Meron Benvenisti
Haaretz (Opinion)
March 27, 2008 - 6:59pm
http://www.haaretz.com/hasen/pages/ShArt.jhtml?itemNo=968893&contrassID=2&subCon...


Ecological issues have become central in public discourse, with almost all activity in the fields of transportation, infrastructure, industry and agriculture spurring a lively debate on their environmental impact. The discussion long ago went beyond the limited themes of protecting nature reserves, wild animals and plants, and has begun to bite into sacred myths about the "conquest of the wilderness" and the dressing of the land "in a frock of cement and concrete."

Many people understand that the old Zionist slogans have become a tool in the hands of cynical real estate sharks and that continuing the cult of development will lead, if it has not already done so, to an environmental disaster that could destroy the health of Israeli society. Many activists who are worried about the environment's fate avoid radical statements about shattering the Zionist dream so as not to send the debate - harsh in any case - over to the political arena, which would make the environmental struggle even more difficult.

One way of confining the debate to areas ostensibly untainted by the question of the "future of the territories" is to completely ignore that not only Israel's citizens depend on the environmental resources, but also millions of Palestinians. The numbers that fuel the environmental debate in Israel - from population density to water and air pollution, from motorization to electromagnetic radiation - are examined only with regard to Israel within the Green Line.

This line, although some people still believe it has a geopolitical significance, is fictitious in terms of environmental considerations. This becomes apparent along the route of the security fence. The absurdity grows when one realizes that the Israeli environment includes the settlements, while the Palestinian population - about 4 million people - and their communities are not included in this "environment." As if they are on another planet.

"The environment" does not know ethnic fences. More than 10 million people living west of the Jordan depend on the same water resources and breathe the same air, swim in the same sea and use the same communication frequencies.

But including the Palestinians in the Israeli environment ostensibly means annexation, or at least recognizing that the occupation is not temporary; that is how political disputes become enmeshed in ecological discourse.

Only two issues are considered relevant in environmental discussions: demography and water. Both reveal a division of resources that Israelis consider reasonable: The Palestinians, who make up about 40 percent of the population in Israel and the Palestinian Authority, should have about 11 to 15 percent of the land, while per-capita consumption of water resources for the Palestinians should be about one-fourth that of the Israelis.

This extreme inequality comes to the fore in the huge gap in the per-capita Palestinian and Israeli gross domestic product, which is 1:10 in the West Bank and 1:20 in the Gaza Strip. Only the assumption that such gaps will persist in the future makes it possible to ignore the Palestinian factor.
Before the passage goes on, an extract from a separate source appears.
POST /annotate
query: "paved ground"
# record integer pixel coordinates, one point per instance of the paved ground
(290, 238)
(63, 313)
After all, the use of environmental resources is a function of income and living standards; if these rise, energy and water use and motorization will increase, and demand will grow for recreation services and trips to the beach.

The concern that the Palestinians will endanger the Israeli monopoly and will demand a more just distribution of environmental resources has led to the creation of a bureaucratic-economic-military system. This system ensures full control over every factor or process that might hurt the quality of life of Israel's citizens and the privileges they have accumulated during the Zionist enterprise.

This system - called in sanitized language "the occupation" - is not a military occupation, a takeover of lands and a temporary situation that will end when peace comes, but a permanent situation in which even those who are struggling to end it are partners in achieving its latent goal. The goal is for the Palestinians not to consolidate economic power that will "steal" environmental resources from Israelis.

That is the real goal of the regime of closures, the strangulation of physical planning and especially the prevention of Palestinians from working in Israel: to ensure that the Palestinians remain in their backward condition. This will not pry away the environmental resources, which will remain an internal Israeli matter.

It seems to Israelis that they have the power to maintain this monopoly on the environment indefinitely, but this is a dangerous illusion. After all, they do not have the power to stop Palestinian population growth or even the rise in their living standards, which will affect the bitter struggle we can expect over the distribution of environmental resources. Only if these influences become a part of public discourse will the way we deal with ecological issues be complete.